Wednesday, December 26, 2012

J O D O H


Betapa lucunya jodoh itu. Banyak yang begitu mudah mendapatkannya, tapi  banyak juga yang sulit menemukannya, seperti saya. Ya, saya.
Jodoh itu gampang kalo kamu ga pilih-pilih. Let's face the fact, kita mao beli pindang aja milih-milih, gimana ga pilih-pilih coba mao nyari jodoh?

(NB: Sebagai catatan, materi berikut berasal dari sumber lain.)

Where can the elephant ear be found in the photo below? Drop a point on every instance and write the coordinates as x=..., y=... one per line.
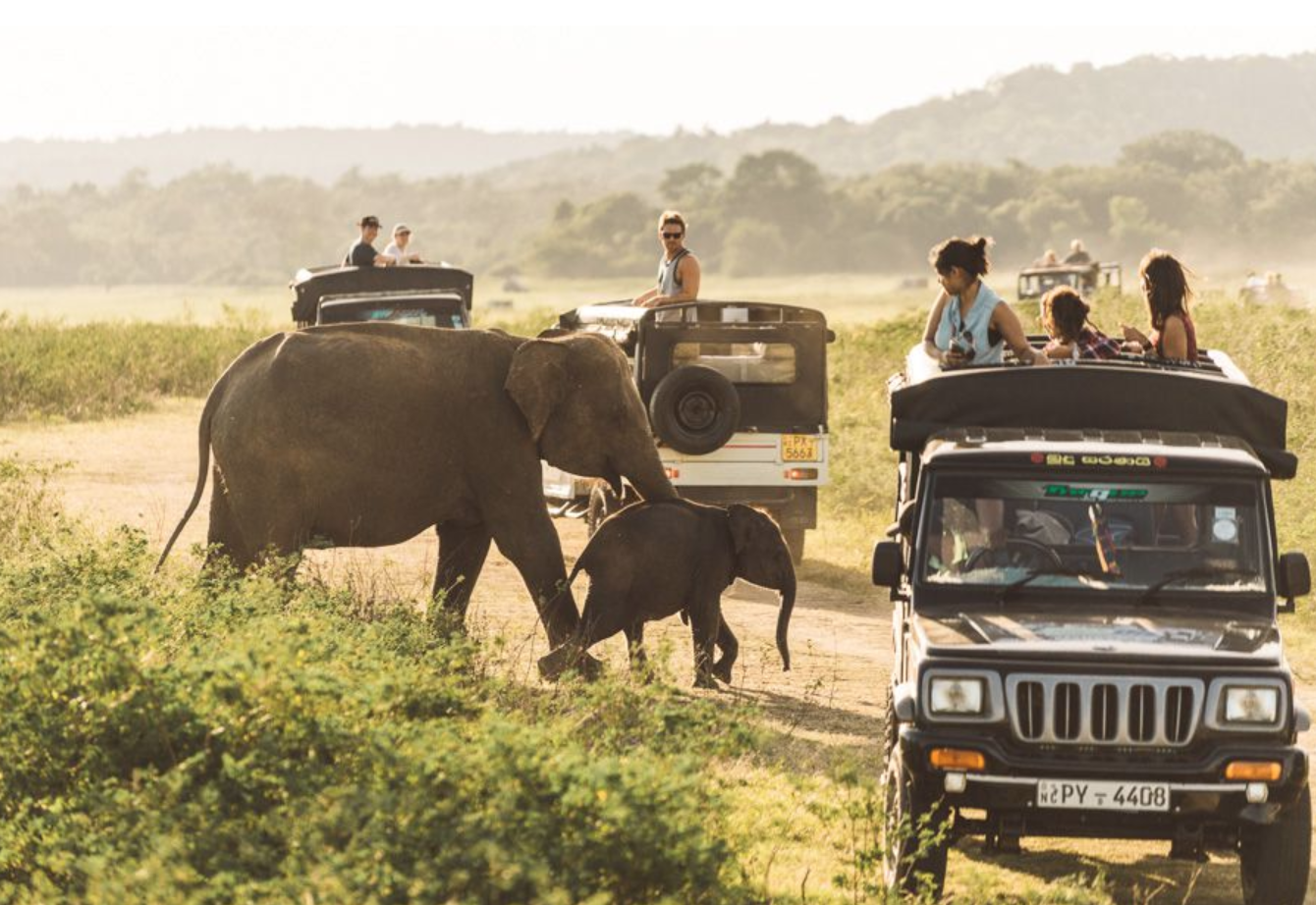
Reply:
x=537, y=382
x=741, y=521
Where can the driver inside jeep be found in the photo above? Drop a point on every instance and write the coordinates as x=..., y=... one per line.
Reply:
x=1094, y=534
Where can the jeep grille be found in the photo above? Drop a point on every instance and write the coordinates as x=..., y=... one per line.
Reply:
x=1103, y=709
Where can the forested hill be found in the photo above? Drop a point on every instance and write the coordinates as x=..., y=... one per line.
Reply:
x=1038, y=116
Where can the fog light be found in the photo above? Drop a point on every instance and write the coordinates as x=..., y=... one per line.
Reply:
x=957, y=759
x=1254, y=771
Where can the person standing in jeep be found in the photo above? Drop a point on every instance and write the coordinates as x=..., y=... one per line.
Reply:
x=678, y=269
x=362, y=254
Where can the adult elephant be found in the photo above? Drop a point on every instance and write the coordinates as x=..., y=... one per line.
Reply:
x=367, y=434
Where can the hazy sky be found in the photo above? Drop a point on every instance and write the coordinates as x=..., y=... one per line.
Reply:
x=83, y=70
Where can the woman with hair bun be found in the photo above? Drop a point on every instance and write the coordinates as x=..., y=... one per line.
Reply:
x=970, y=324
x=1065, y=317
x=1165, y=286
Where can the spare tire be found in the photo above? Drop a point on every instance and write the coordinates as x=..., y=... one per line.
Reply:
x=695, y=409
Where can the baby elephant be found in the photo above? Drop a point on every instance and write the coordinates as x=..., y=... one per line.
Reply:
x=655, y=559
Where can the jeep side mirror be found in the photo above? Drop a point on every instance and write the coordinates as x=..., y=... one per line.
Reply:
x=1293, y=579
x=887, y=564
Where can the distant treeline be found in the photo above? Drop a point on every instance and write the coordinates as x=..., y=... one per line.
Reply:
x=775, y=212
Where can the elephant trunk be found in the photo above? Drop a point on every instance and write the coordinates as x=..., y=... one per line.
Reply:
x=651, y=480
x=783, y=622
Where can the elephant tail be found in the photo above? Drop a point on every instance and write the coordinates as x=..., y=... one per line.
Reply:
x=204, y=456
x=783, y=622
x=572, y=576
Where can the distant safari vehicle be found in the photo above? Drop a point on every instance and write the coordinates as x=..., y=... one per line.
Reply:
x=738, y=399
x=424, y=294
x=1036, y=282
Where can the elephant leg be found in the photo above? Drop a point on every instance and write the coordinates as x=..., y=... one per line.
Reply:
x=603, y=617
x=635, y=645
x=224, y=540
x=532, y=545
x=730, y=648
x=703, y=623
x=461, y=557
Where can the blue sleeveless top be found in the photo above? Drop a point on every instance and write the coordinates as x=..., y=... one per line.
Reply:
x=971, y=328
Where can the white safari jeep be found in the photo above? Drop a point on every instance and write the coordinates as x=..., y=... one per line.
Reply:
x=738, y=399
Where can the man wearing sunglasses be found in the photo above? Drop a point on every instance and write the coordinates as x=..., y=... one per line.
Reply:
x=678, y=269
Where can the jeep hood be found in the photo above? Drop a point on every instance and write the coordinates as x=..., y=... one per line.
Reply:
x=1115, y=635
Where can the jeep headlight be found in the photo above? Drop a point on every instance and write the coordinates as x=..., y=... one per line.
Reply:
x=956, y=695
x=1252, y=704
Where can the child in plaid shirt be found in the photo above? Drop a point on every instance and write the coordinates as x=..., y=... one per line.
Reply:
x=1072, y=336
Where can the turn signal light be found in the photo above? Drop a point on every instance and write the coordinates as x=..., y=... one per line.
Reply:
x=1254, y=771
x=957, y=759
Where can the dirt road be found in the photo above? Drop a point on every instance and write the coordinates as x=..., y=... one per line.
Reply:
x=141, y=471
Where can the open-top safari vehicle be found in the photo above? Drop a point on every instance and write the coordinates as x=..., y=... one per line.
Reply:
x=424, y=294
x=1036, y=282
x=1086, y=583
x=738, y=399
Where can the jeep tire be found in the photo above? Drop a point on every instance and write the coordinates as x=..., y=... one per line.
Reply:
x=1274, y=861
x=794, y=538
x=912, y=862
x=695, y=409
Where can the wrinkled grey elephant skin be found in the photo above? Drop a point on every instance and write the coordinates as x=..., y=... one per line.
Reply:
x=367, y=434
x=658, y=558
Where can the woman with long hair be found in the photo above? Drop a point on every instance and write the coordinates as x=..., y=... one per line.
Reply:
x=968, y=324
x=1165, y=286
x=1067, y=320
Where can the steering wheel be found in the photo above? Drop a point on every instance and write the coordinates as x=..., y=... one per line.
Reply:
x=1017, y=553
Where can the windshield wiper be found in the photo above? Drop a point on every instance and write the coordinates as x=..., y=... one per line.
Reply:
x=1003, y=595
x=1191, y=572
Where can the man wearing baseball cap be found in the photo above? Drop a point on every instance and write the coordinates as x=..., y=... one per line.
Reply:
x=363, y=254
x=398, y=247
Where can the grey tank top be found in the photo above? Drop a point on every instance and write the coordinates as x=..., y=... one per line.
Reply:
x=668, y=281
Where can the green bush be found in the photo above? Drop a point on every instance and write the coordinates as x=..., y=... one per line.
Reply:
x=209, y=739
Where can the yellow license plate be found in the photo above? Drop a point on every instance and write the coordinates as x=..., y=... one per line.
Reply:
x=799, y=448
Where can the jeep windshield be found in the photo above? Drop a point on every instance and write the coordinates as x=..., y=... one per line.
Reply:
x=1087, y=533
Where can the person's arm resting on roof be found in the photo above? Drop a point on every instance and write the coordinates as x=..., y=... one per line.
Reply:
x=688, y=277
x=1013, y=332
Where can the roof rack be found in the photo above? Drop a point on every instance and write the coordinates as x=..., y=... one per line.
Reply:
x=1210, y=397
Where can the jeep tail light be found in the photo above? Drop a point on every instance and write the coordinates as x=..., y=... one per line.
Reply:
x=1256, y=771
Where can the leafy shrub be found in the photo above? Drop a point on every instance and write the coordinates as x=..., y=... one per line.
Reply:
x=186, y=739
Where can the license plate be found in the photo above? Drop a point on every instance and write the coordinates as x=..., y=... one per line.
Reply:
x=1082, y=795
x=799, y=448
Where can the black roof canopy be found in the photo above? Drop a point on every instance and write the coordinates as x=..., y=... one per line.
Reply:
x=1099, y=397
x=312, y=286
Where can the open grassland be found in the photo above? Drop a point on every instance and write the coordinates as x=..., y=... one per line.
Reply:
x=847, y=297
x=175, y=739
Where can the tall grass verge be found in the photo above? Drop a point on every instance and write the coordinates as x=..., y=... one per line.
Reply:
x=111, y=368
x=211, y=739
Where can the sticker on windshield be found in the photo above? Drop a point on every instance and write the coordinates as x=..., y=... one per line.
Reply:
x=1076, y=492
x=1100, y=460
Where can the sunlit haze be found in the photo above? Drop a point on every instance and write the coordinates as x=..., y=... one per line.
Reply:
x=96, y=72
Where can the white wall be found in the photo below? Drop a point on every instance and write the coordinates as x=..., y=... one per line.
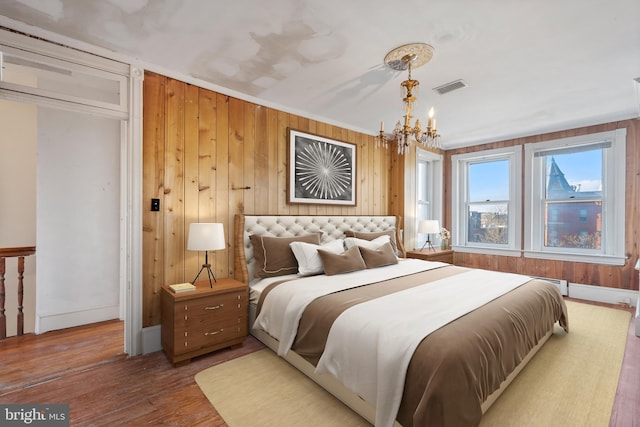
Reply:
x=18, y=136
x=78, y=211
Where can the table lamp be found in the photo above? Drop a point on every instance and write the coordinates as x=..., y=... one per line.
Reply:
x=428, y=227
x=206, y=236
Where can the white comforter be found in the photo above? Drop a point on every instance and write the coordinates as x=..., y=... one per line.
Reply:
x=389, y=327
x=283, y=307
x=371, y=344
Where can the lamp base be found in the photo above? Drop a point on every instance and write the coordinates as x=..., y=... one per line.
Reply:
x=209, y=273
x=428, y=243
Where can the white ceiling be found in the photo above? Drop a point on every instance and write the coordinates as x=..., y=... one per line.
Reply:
x=532, y=66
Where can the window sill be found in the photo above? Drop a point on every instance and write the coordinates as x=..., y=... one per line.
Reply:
x=591, y=259
x=488, y=251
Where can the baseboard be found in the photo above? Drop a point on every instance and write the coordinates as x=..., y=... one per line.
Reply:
x=151, y=339
x=52, y=322
x=603, y=294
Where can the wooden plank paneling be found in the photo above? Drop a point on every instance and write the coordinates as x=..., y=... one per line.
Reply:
x=153, y=187
x=192, y=259
x=221, y=259
x=174, y=184
x=199, y=146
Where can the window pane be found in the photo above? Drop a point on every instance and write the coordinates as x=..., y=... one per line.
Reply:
x=489, y=181
x=574, y=175
x=573, y=225
x=423, y=169
x=488, y=223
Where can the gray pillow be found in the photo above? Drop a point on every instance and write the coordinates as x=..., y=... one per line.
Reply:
x=380, y=257
x=372, y=235
x=273, y=255
x=346, y=262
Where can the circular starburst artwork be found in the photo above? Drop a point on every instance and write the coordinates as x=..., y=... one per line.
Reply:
x=323, y=171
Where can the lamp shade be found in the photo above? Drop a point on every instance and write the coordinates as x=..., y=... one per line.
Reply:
x=206, y=236
x=428, y=226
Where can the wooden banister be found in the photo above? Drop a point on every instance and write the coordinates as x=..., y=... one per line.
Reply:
x=20, y=253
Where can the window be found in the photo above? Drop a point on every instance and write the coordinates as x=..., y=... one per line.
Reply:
x=485, y=202
x=575, y=198
x=428, y=190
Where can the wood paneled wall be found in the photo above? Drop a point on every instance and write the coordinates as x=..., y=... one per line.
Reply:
x=208, y=156
x=624, y=277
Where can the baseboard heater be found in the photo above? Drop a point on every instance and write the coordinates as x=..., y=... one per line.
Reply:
x=562, y=284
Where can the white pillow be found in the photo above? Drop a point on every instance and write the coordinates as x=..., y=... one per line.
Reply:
x=369, y=244
x=309, y=262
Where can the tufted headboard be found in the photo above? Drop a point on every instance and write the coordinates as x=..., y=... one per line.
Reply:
x=332, y=227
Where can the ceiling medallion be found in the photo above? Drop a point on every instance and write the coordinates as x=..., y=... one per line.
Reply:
x=408, y=57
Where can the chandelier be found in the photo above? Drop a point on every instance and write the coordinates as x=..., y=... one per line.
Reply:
x=405, y=58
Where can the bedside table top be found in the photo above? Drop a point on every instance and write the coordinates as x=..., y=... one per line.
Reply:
x=435, y=252
x=220, y=286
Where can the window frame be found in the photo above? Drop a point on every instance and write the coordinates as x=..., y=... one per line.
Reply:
x=434, y=163
x=459, y=200
x=612, y=250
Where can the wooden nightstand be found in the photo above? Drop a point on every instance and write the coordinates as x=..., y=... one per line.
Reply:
x=441, y=255
x=204, y=320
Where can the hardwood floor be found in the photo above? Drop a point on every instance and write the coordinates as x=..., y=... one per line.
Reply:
x=85, y=367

Jodoh itu ga usah ditunggu-tunggu, ntar juga datang sendiri. Tapi jangan berhenti berusaha ya. Okay, jadi bingung ga seh? Jangan ditunggu tapi juga jangan berhenti berusaha ya? Trus kalo mao nunggu emang nunggu di mana? Emang bus? Kalo mao berusaha, berusaha yang kaya apa? Berdoa udah kog. Insya Allah di setiap doa pasti yang terselip di sana adalah doa agar segera dikaruniai jodoh yang bisa jadi imam buat saya dan keturunan saya. Trus, usaha apa lagi? Ikut biro jodoh? Maaf, bukannya gengsi atau apa. Tapi gimana kalo orang yang mao kenalan sama kita ternyata malah nipu kita atau gimana? Iya kalo ga psycho. Lhah kalo iya? Atau mungkin ta'aruf? Udah juga saya coba. Dikenalin ke temennya ortu pernah, temennya temen pernah, tapi aneh-aneh aja yang ada. Maksudnya, ada yang against women become journalists, ada yang gay juga, ada juga yang cuma sms, bbm sama sms-sms iseng doang. Seorang sepupu yang saya curhati bilang: Nah mbak, hal-hal kaya gitu ga bakal terjadi kalo mbak ga berprasangka buruk. Lha blom apa-apa mbak udah negatif thinking seh.
Astaga naga panjangnya bukan kepalang! Okelah kalo konteksnya masalah biro jodoh bole saya dibilang agak parno, tapi kalo kenyataan udah jelas-jelas ybs ga beres masa saya masi terusin usaha ta'arufnya? Jadi akhirnya kalimat dari sepupu saya cuma saya telen aja sambil ngelus dada.
Yah, jadi emang jodoh itu kaya lotere pula. Kalo emang beruntung ya bakal dapet duluan. Ga perlu pake pilih-pilih, nunggu-nunggu apalagi woro-woro hehehe. Yang masi kurang beruntung ya pasti emang harus nunggu puteran roulette nya muter. Buat yang ga tahan nunggu malah kadang ambil jalan pintas yang gampang: jadi gay lah, lesbonglah, bisekslah, atau malah suicide.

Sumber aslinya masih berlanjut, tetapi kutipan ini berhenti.